If I have him in front of me for the here! ( SP? don't remember the correct spelling in german) and I say fuss, I swear I get this glazed look in his eyes, and just stares at me, not moving. I have worked and worked and worked with him on this. I am getting really frustrated with it.

Any one have some tips to help? My GSD pup ( well she's not really a pup anymore over a year old!) has it down pat, but he doesn't. Tracking he is doing well at, LOVES the bite work, and has exceptional comprehension of almost any other command EXCEPT fuss! :help:


----------



## Kayos and Havoc (Oct 17, 2002)

Hey newlife! I don't have an answer, I have a similar question in fact. 

I have always been an AKC person and the heel exercise is a bit different. I heel with my left hand at my waist instead of moving freely. In SchH I have to have my arms moving naturally at my sides. 

Problem is the dog understands upwards focus with my arm at my waist.
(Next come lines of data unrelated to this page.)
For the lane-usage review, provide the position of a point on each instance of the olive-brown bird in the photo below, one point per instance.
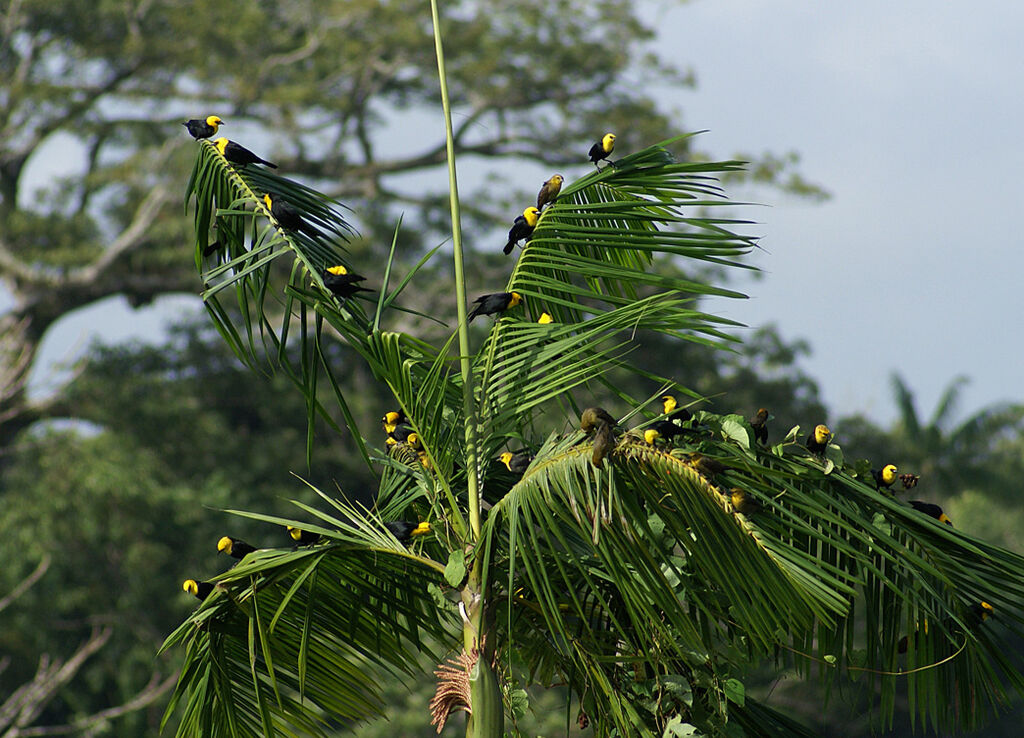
(199, 128)
(199, 590)
(604, 440)
(302, 537)
(239, 155)
(343, 283)
(760, 425)
(671, 407)
(236, 548)
(742, 503)
(817, 441)
(884, 477)
(495, 303)
(516, 463)
(406, 531)
(592, 418)
(602, 149)
(522, 227)
(931, 510)
(549, 190)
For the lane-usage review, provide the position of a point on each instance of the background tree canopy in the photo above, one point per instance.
(165, 429)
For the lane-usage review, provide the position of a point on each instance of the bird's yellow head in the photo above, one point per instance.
(889, 473)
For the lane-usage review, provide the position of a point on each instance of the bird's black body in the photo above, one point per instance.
(237, 154)
(494, 303)
(344, 286)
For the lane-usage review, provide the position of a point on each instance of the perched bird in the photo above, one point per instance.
(707, 466)
(602, 149)
(549, 191)
(931, 510)
(604, 439)
(239, 155)
(743, 503)
(200, 590)
(760, 425)
(302, 537)
(817, 441)
(522, 227)
(343, 283)
(406, 531)
(592, 419)
(203, 128)
(287, 215)
(516, 463)
(236, 548)
(392, 419)
(671, 407)
(884, 477)
(909, 481)
(496, 302)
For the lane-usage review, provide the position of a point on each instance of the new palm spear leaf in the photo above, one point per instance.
(636, 584)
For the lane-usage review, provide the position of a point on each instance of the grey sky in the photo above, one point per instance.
(909, 114)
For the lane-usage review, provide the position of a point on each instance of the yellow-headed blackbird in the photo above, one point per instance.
(286, 215)
(516, 463)
(593, 417)
(406, 531)
(549, 191)
(199, 590)
(604, 440)
(817, 441)
(203, 128)
(343, 283)
(707, 466)
(302, 537)
(931, 510)
(393, 419)
(521, 228)
(743, 503)
(671, 407)
(239, 155)
(603, 148)
(496, 302)
(760, 425)
(909, 480)
(884, 477)
(236, 548)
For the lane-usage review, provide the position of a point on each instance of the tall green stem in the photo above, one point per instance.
(469, 408)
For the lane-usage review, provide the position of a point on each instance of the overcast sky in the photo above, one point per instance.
(909, 114)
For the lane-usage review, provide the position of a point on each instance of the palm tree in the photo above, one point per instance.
(640, 584)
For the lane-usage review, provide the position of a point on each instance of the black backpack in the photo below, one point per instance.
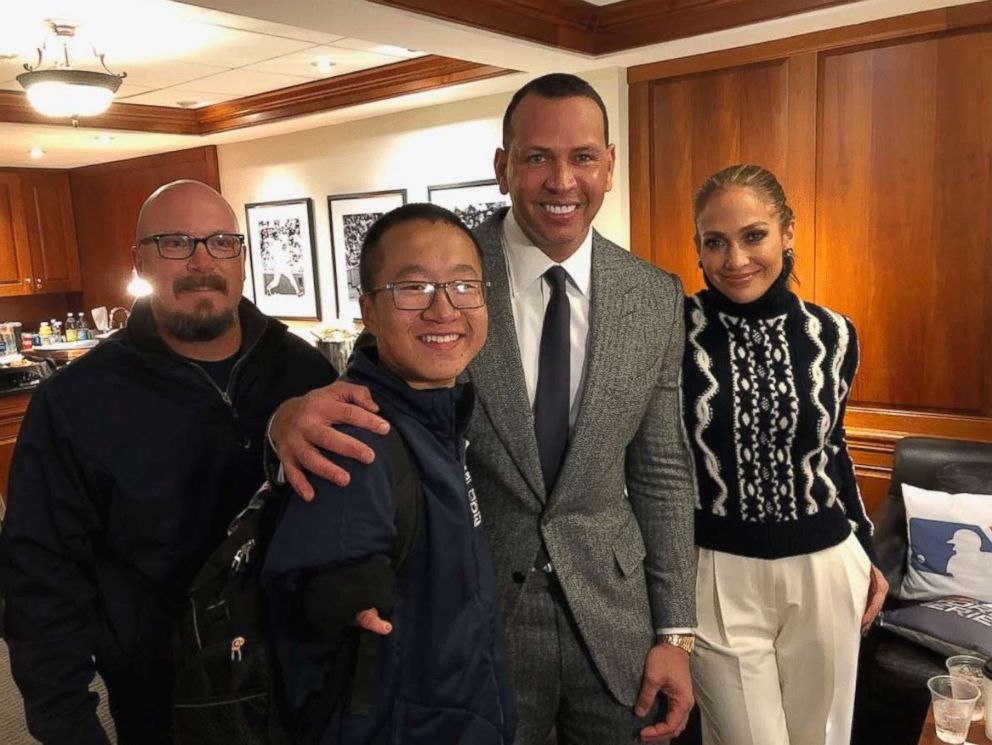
(227, 688)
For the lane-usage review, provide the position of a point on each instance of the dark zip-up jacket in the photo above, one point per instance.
(441, 676)
(128, 468)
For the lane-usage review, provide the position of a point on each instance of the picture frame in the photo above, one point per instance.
(351, 216)
(473, 201)
(282, 258)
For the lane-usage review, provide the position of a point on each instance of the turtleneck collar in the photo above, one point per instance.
(445, 411)
(776, 300)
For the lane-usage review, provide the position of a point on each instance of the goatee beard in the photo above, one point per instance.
(191, 327)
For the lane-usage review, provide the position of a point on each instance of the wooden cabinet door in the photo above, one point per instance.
(12, 410)
(51, 231)
(15, 253)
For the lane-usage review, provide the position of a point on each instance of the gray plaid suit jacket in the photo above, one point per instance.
(619, 523)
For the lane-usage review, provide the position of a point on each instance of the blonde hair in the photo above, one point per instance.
(759, 179)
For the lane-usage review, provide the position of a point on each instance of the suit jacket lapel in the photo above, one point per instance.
(497, 371)
(605, 314)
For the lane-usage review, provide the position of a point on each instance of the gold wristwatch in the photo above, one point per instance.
(685, 642)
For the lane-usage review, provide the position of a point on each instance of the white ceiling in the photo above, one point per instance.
(182, 55)
(214, 50)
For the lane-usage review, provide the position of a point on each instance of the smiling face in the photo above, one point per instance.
(427, 348)
(557, 169)
(741, 243)
(195, 299)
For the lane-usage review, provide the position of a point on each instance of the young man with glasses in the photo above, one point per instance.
(440, 673)
(128, 468)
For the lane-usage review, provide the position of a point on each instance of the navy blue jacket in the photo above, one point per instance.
(128, 468)
(441, 676)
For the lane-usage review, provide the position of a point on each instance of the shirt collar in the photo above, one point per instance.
(527, 263)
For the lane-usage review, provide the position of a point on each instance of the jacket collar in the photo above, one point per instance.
(444, 411)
I have trained him to target my wrist when heeling. 

I just did a BH with him and am considering SchH with him, he is 4. I need to reteach heel and I will change the command to fuss so I hope to get that livlier focused heel in SchH too.I plan on using a toy under my chin I think.


----------



## wildo (Jul 27, 2006)

There is some excellent info on this topic here: http://www.germanshepherds.com/foru...aching-heeling-like-its-trick-puppys-too.html


----------



## lhczth (Apr 5, 2000)

Kathy be careful using a toy under your chin. It is likely to draw the dog around and cause it to wrap. If you must use a lure than I would find a better location. It shouldn't be that difficult to condition the dog for your free moving arm Vs. the AKC arm across the tummy. I did it years ago. It was harder for me than it was for Tara because it felt so awkward. You may have to do it in steps until the dog realizes that face focus and not hand focus is what you are after.


----------



## Kayos and Havoc (Oct 17, 2002)

Thanks Lisa! Havoc was in good position, he just seemed like he was unsure. A couple folks said they could see me metally working on this as we were working. It is so habitual and that actualy may have caused him to be unsure.


----------



## lhczth (Apr 5, 2000)

It is a very hard habit to break. Now, I find the AKC positioning so unnatural that I am not sure I could ever go back. LOL


----------



## Kayos and Havoc (Oct 17, 2002)

Actually the AKC allows the same natural arm swing as Schutzhund. With a large dog most trainers recommend the arm at waist to avoid hitting them in the head. The SchH heel position is a few inches forward (shoulder blade aligned with hip) of the AKC position (nose to shoulder blade aligned with hip) so I don;' think hitting them in the head is as much a concern maybe. 

I had always trained heel to mean line your ears up with the seam in my pants. Good center for AKC but a tick lagged for SchH. In this postion I would hit his ears with my arm. 

I do not think I will train another dog to heel with the unnatural arm at waist again.


----------



## lhczth (Apr 5, 2000)

With Donovan my arms either have to be slightly bent or I have to hold my left arm out away from my body. My girls haven't presented this problem. 

AKC heel position feels like a lagging dog to me now, but many SchH dogs are forging.


----------



## Kayos and Havoc (Oct 17, 2002)

The judge did not mention that Havoc was lagged but then again I get occassional points off in AKC for forging. So maybe good for SchH!


----------